Re: Language Pack English-Japanese

Posted by IGA Tosiki <ig...@gmail.com>.
Hi Matt,

I can share my en-ja parallel data.

https://osdn.jp/projects/blancofw/releases/52952

It is pair that translation en to ja for Eclipse IDE menu and
messages. It is translated by human and also checked by human.

Toshiki

2016-08-04 22:02 GMT+09:00 Matt Post <po...@cs.jhu.edu>:
> Hi Toshiki,
>
> Have you been able to gather any parallel data?
>
> matt
>
>
>> On Jul 22, 2016, at 3:50 PM, Henry Saputra <he...@gmail.com> wrote:
>>
>> HI Toshiki,
>>
>> For this kind of discussion, let's have it in the dev@ list.
>>
>> You can ask the question to dev@joshua.incubator.apache.org.
>>
>> Thanks,
>>
>> Henry
>>
>> On Thu, Jul 21, 2016 at 9:46 PM, IGA Tosiki <ig...@gmail.com> wrote:
>>
>>> Hi Matt,
>>>
>>> Thanks for your reply!
>>>
>>> I'm happy to read your mail, I want to help you Japanese-English language
>>> pack.
>>> And YES, I mean translation memories by TMS/XLIFF. But I may convert
>>> TMS to what you specified format.
>>>
>>> And also I knew English to Japanese is very difficult, but also I
>>> believe sample of English-Japanese language pack will attract many
>>> Japanese people to use Joshua.
>>>
>>> Regards,
>>> Toshiki
>>>
>>> 2016-07-22 12:42 GMT+09:00 Matt Post <po...@cs.jhu.edu>:
>>>> Hi,
>>>>
>>>> There is no Japanese--English language pack, but I would be happy to
>>> build one if you could help by pointing me to data. What we need is
>>> parallel data in the form of sentences that are translations of each other.
>>> If you have access to this or pointers to where I could find some, I would
>>> be happy to build it.
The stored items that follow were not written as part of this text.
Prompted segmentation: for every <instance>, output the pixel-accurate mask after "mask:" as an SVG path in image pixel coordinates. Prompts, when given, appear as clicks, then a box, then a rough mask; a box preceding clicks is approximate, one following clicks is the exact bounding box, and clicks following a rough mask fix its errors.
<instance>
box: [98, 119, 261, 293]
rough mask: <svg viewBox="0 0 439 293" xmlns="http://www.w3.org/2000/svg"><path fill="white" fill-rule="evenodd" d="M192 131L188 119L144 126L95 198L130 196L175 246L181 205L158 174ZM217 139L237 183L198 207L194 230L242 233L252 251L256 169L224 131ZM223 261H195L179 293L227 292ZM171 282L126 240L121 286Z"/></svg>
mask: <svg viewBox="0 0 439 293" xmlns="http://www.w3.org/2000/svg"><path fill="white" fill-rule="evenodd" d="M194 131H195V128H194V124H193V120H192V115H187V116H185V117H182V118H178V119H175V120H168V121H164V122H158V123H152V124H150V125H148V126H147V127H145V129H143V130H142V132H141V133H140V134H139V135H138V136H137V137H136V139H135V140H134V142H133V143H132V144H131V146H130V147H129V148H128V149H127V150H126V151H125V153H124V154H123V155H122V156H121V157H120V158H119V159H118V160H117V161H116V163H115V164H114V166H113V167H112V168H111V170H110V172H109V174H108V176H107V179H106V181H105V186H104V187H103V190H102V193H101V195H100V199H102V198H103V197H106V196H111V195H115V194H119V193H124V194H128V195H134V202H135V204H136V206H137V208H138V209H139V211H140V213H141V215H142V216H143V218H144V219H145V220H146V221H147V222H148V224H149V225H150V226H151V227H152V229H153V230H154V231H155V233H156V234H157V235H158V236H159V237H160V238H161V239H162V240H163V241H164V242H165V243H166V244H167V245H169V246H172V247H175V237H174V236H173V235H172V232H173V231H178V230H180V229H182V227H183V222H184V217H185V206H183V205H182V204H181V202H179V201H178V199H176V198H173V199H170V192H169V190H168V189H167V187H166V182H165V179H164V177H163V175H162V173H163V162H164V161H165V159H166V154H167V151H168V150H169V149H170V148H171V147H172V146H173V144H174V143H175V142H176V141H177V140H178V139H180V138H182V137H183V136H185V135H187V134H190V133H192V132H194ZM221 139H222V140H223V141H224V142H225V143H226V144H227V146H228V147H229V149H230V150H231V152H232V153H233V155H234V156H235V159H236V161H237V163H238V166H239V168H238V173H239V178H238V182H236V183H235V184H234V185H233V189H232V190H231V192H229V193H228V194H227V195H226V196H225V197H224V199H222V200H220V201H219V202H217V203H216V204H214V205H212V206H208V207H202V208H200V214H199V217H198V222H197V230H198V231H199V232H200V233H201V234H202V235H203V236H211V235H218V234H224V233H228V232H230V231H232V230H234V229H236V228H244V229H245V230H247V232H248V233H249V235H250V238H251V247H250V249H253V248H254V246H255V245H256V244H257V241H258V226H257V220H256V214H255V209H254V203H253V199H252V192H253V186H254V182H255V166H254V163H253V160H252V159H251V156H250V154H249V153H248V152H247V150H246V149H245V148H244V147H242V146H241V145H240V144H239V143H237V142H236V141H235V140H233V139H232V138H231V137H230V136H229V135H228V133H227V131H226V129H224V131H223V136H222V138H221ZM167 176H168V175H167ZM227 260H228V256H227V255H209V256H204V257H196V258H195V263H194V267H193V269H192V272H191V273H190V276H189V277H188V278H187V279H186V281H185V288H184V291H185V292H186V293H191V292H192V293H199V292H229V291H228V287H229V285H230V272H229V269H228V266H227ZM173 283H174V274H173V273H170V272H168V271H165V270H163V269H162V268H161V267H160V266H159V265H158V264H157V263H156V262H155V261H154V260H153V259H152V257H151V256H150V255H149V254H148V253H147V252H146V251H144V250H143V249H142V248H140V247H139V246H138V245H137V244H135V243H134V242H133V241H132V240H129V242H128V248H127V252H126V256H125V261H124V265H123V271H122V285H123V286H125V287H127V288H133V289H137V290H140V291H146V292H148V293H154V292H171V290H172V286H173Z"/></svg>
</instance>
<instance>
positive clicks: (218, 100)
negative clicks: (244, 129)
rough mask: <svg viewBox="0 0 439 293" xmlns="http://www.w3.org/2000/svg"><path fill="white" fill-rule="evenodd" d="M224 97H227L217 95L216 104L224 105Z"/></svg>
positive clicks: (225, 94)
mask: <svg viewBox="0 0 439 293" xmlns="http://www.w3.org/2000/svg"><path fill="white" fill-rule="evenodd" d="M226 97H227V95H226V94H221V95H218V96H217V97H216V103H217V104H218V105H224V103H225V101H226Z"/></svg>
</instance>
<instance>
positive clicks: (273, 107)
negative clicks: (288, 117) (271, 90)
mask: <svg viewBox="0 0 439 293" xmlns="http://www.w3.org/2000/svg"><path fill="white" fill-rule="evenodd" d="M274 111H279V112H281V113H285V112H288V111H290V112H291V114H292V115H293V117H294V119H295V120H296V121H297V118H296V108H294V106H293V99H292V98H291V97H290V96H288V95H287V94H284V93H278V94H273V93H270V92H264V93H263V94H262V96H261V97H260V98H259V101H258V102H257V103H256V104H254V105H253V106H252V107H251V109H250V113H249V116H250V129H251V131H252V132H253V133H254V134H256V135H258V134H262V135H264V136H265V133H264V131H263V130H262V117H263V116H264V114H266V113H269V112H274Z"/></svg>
There are likely standard datasets available; people
>>> like Graham Neubig (http://www.phontron.com) have been working on this
>>> for a while.
>>>>
>>>> What are TMS and LTIFF? Are you talking about translation memories?
>>>>
>>>> As a side note, translation between English and Japanese is very
>>> difficult and tends not to be very good. One approach that helps is
>>> translating from trees and forests. Joshua does not have this capability at
>>> the moment.
>>>>
>>>> Sincerely,
>>>> matt
>>>>
>>>>
>>>>> On Jul 21, 2016, at 11:28 PM, IGA Tosiki <ig...@gmail.com> wrote:
>>>>>
>>>>> Hi team,
>>>>>
>>>>> I got interest about Joshua, and language pack. I am Japanese, and I
>>>>> want to know around Japanese language pack.
>>>>>
>>>>> Is there any plan about building Japanese-English language pack?
>>>>> I believe TMS or LTIFF will usefull to building such language pack. I
>>>>> have many OSS based TMS between English-Japanese. Is there any path
>>>>> using TMX or LTIFF for input of Joshua language pack?
>>>>>
>>>>> Best regards,
>>>>> Toshiki Iga
>>>>
>>>
>

Re: Language Pack English-Japanese

Posted by Matt Post <po...@cs.jhu.edu>.
Hi Toshiki,

Have you been able to gather any parallel data?

matt


> On Jul 22, 2016, at 3:50 PM, Henry Saputra <he...@gmail.com> wrote:
> 
> HI Toshiki,
> 
> For this kind of discussion, let's have it in the dev@ list.
> 
> You can ask the question to dev@joshua.incubator.apache.org.
> 
> Thanks,
> 
> Henry
> 
> On Thu, Jul 21, 2016 at 9:46 PM, IGA Tosiki <ig...@gmail.com> wrote:
> 
>> Hi Matt,
>> 
>> Thanks for your reply!
>> 
>> I'm happy to read your mail, I want to help you Japanese-English language
>> pack.
>> And YES, I mean translation memories by TMS/XLIFF. But I may convert
>> TMS to what you specified format.
>> 
>> And also I knew English to Japanese is very difficult, but also I
>> believe sample of English-Japanese language pack will attract many
>> Japanese people to use Joshua.
>> 
>> Regards,
>> Toshiki
>> 
>> 2016-07-22 12:42 GMT+09:00 Matt Post <po...@cs.jhu.edu>:
>>> Hi,
>>> 
>>> There is no Japanese--English language pack, but I would be happy to
>> build one if you could help by pointing me to data. What we need is
>> parallel data in the form of sentences that are translations of each other.
>> If you have access to this or pointers to where I could find some, I would
>> be happy to build it. There are likely standard datasets available; people
>> like Graham Neubig (http://www.phontron.com) have been working on this
>> for a while.
>>> 
>>> What are TMS and LTIFF? Are you talking about translation memories?
>>> 
>>> As a side note, translation between English and Japanese is very
>> difficult and tends not to be very good. One approach that helps is
>> translating from trees and forests. Joshua does not have this capability at
>> the moment.
>>> 
>>> Sincerely,
>>> matt
>>> 
>>> 
>>>> On Jul 21, 2016, at 11:28 PM, IGA Tosiki <ig...@gmail.com> wrote:
>>>> 
>>>> Hi team,
>>>> 
>>>> I got interest about Joshua, and language pack. I am Japanese, and I
>>>> want to know around Japanese language pack.
>>>> 
>>>> Is there any plan about building Japanese-English language pack?
>>>> I believe TMS or LTIFF will usefull to building such language pack. I
>>>> have many OSS based TMS between English-Japanese. Is there any path
>>>> using TMX or LTIFF for input of Joshua language pack?
>>>> 
>>>> Best regards,
>>>> Toshiki Iga
>>> 
>>